Beersheva Wastewater Treatment Plant
The city of Beersheva’s new wastewater treatment plant turns the effluent of the bustling city—population around 200,000—into irrigation water that matches the quality of local well water and supports the area’s potato and onion fields. At a capacity of 3,000 cu meters per hour (13,200 gal per minute), it is Israel’s third-largest wastewater treatment plant.
It is also home to a pilot test of an innovative tertiary treatment system. To meet the demands of the European market, where much of the produce will be sold, the water is being disinfected with UV rather than chlorine before it is injected through drip irrigation tubes deep below the crop.
To prepare the water for efficient UV disinfection, the flow is directed from the primary clarifier through 25-micron Amiad SAF automatic self-cleaning screen filters , then through a 7-micron Amiad automatic micro fiber (AMF) filter .
Both types of filters initiate cleaning cycles automatically when a set pressure differential is reached between the dirty and clean sides of the filter. That allows the system to adjust to the large fluctuations in influent water quality at the facility.
In the case of the screen filters, a flush valve opens to atmospheric pressure, causing water to flow through nozzles that direct its force through a square inch of screen at a time, dislodging the filter cake. The nozzles scan the screen in a spiral pattern, cleaning its entire surface without interfering with the filtration process.
AMF filters use a highly focused stream of water to remove trapped particles from the polyester thread tightly wound around plastic cores to form dozens of cassettes inside the filter housing. The jet of water is deflected by grooves in the core, passing through the fibers and removing the solids.

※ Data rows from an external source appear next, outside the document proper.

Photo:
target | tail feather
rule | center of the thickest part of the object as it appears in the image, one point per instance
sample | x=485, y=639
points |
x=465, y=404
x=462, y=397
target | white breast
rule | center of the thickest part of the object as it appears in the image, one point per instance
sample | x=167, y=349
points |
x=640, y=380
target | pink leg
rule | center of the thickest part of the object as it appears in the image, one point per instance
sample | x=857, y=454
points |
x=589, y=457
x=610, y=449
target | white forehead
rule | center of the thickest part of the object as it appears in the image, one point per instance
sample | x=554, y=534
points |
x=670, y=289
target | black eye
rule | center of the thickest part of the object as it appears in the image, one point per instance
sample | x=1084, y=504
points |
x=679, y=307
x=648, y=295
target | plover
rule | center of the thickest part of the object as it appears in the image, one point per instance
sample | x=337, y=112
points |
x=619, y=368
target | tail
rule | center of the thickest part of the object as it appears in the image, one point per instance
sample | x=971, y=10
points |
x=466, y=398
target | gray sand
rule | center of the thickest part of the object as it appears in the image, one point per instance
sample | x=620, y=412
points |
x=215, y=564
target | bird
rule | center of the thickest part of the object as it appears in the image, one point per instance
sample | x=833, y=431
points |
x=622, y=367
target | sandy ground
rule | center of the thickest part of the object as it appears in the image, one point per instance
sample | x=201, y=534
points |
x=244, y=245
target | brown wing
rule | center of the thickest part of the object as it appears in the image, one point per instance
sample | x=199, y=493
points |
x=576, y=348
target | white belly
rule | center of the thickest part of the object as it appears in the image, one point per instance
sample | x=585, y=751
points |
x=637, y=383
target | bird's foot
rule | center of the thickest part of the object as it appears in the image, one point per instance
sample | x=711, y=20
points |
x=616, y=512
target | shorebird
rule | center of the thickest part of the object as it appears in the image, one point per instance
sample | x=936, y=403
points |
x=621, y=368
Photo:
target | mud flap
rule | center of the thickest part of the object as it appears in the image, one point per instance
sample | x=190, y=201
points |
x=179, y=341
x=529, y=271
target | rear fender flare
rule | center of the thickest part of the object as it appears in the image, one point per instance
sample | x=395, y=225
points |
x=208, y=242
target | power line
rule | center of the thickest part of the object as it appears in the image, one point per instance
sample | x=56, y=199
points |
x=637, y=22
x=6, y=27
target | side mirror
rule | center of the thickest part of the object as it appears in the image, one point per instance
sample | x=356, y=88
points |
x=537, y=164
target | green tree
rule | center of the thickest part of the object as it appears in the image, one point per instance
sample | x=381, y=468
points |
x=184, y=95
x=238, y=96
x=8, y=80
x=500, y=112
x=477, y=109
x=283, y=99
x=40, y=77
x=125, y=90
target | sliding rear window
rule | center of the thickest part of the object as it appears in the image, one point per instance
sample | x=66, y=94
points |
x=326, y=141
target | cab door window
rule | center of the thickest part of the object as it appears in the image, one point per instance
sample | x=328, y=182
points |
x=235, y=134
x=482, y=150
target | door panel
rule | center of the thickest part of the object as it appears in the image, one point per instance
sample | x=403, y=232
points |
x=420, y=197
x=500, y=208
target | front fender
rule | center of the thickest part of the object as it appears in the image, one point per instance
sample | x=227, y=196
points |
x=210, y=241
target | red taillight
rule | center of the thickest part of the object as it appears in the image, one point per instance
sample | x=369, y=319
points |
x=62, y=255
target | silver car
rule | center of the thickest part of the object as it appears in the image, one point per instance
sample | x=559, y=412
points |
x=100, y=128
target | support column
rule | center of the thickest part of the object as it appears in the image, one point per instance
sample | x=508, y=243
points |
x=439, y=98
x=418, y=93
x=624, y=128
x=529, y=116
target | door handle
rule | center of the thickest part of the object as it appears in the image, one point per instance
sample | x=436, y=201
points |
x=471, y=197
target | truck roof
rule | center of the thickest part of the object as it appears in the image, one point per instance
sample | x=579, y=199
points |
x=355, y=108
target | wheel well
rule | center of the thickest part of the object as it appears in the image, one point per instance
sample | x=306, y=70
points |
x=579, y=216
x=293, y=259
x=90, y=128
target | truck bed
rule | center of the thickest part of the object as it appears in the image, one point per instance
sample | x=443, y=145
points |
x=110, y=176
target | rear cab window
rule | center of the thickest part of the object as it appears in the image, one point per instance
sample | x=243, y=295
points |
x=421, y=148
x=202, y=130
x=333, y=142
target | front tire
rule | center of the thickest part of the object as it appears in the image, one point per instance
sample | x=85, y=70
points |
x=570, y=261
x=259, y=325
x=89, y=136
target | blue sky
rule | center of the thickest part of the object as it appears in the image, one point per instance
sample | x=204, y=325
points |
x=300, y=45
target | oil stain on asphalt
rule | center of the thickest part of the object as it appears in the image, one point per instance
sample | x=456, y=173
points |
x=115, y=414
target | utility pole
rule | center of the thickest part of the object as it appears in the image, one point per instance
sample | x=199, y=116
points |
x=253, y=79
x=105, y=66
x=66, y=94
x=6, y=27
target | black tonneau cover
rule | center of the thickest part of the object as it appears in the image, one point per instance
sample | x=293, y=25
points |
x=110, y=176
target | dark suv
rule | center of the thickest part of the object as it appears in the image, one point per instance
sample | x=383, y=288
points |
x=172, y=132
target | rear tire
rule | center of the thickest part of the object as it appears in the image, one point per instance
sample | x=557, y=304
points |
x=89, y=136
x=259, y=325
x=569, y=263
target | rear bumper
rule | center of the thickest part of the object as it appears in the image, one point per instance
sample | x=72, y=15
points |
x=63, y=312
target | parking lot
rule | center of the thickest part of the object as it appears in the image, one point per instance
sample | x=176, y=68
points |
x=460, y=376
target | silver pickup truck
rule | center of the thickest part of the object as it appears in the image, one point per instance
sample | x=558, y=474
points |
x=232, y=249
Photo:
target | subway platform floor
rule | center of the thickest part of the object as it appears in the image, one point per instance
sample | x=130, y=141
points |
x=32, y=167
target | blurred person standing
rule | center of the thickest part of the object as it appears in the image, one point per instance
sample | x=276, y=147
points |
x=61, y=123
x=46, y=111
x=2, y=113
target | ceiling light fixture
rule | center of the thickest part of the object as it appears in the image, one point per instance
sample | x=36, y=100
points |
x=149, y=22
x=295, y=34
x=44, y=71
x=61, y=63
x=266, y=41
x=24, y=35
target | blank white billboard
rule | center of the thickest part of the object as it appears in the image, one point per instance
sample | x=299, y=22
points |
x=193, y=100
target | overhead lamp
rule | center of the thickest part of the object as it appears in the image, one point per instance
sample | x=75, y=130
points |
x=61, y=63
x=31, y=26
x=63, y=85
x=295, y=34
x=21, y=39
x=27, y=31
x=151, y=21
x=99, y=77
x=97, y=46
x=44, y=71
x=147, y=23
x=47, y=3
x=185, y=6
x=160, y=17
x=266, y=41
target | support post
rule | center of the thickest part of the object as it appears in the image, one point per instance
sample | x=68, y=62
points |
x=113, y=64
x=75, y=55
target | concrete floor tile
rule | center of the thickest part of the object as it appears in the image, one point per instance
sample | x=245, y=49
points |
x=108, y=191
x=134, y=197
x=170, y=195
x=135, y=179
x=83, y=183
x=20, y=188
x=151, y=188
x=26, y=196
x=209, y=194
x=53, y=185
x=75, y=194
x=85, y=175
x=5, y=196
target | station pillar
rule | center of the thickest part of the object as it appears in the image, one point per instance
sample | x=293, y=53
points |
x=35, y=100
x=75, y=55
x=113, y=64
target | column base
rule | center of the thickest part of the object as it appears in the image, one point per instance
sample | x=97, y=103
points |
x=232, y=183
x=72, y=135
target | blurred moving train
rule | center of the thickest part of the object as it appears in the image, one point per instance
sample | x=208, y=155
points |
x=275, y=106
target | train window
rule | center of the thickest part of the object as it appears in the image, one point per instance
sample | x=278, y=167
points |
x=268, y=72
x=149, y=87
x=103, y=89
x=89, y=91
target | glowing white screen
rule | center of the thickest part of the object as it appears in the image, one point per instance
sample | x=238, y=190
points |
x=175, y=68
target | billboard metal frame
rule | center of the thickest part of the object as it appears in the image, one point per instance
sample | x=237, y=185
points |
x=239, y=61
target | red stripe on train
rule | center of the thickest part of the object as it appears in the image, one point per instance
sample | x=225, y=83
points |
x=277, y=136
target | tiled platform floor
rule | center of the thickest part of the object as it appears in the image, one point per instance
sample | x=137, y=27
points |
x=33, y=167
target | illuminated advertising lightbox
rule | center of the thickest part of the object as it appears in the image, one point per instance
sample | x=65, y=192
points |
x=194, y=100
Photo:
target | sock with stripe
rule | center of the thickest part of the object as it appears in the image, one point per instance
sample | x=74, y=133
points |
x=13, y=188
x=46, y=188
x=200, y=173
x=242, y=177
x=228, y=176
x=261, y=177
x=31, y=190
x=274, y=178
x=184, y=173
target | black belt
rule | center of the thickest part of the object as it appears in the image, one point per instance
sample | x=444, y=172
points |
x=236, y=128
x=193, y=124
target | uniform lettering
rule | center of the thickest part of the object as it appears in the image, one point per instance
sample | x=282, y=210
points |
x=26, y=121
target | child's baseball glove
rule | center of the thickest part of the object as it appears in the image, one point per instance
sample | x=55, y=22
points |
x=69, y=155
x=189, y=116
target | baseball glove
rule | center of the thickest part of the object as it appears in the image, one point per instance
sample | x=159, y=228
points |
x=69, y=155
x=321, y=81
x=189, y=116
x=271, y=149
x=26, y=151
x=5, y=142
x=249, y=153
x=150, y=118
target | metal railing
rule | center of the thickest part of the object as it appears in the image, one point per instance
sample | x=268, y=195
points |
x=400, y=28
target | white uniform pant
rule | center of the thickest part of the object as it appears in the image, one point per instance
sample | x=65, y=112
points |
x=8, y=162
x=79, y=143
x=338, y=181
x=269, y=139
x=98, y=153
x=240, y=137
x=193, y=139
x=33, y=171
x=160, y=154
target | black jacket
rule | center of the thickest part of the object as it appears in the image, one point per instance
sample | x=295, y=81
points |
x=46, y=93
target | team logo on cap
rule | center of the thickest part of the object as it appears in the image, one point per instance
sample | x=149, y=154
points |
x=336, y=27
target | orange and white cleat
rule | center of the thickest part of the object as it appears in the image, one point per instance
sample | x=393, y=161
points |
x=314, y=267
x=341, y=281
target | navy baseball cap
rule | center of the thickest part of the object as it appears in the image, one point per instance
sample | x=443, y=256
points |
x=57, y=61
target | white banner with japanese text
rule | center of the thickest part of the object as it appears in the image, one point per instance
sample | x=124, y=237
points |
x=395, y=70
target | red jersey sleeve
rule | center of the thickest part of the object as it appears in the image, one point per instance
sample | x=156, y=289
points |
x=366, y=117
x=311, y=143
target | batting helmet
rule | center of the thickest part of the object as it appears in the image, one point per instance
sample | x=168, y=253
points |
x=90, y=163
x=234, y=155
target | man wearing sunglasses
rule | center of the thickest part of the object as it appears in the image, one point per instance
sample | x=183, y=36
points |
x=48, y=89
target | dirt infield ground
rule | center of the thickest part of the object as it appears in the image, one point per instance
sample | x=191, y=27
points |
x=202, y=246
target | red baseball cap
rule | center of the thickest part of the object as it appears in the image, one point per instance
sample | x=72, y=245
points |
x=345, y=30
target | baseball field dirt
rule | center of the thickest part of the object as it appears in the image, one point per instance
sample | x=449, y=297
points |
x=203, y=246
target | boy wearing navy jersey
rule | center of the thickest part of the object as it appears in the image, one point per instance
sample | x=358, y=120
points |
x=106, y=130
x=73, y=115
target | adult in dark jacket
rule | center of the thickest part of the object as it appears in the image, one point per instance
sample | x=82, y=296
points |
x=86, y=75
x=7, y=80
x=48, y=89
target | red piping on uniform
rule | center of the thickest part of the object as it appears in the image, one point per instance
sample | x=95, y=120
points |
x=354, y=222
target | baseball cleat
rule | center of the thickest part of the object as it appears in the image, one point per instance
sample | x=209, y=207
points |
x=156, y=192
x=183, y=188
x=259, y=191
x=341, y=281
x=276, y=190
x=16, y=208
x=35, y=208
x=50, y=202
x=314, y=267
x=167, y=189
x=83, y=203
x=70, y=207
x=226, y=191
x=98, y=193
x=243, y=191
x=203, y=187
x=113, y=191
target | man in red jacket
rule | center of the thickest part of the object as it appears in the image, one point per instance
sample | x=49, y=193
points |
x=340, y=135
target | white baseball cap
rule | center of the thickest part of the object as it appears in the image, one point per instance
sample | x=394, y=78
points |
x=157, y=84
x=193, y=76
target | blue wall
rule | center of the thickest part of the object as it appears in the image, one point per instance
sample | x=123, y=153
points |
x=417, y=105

At the Beersheva plant, water enters the filtration system with a total suspended solids (TSS) concentration as high as 20 mg/L. Removing the vast majority of the solids helps make the UV process more efficient and effective by minimizing particles that can scatter or absorb germicidal wavelengths, foul lenses and shield microbes.
Village of Lehavim
Along a stretch of Negev Desert highway, the village of Lehavim operates a small treatment plant to recycle the wastewater produced by the 5,000 residents of the town. An 80-micron Amiad SAF automatic self-cleaning screen filter is followed by an injection of alum, an 88-in. sand media filter and chlorination. In all, the plant operates at 100 to 150 cu meters per hour (440 to 660 gal per minute).
Water enters the treatment system at 25 mg/L TSS and exits at 2 mg/L. Treated water is stored in a buffered reservoir next to the plant and directed back to Lehavim at night, where it is applied via buried drip lines to public parkland. The combination of nighttime application and subsurface placement minimizes the chance of contact between residents and the treated wastewater, per Israeli regulations.
“Whether it’s recycling Lehavim’s wastewater to beautify the local parks or reusing Beersheva’s water to nourish the Negev’s agriculture industry, Israel sets a high standard for water management,” Lauria said. “Israel is truly renewing its most precious renewable resource, and as a result is improving the economy and the standard of living in a very arid land. The wastewater treatment sector alone ties together the best in water filtration and disinfection technology, water planning and management, drip irrigation and even aquifer storage and recovery at some plants.
“Around the world, even in areas with greater rainfall, water is becoming increasingly scarce, and so is the energy required to manage it. We all need to learn from Israel’s example and use 21st-century thinking and 21st-century technology to tackle 21st-century water challenges. Israel shows us what those challenges will look like—and what solutions will look like, too.”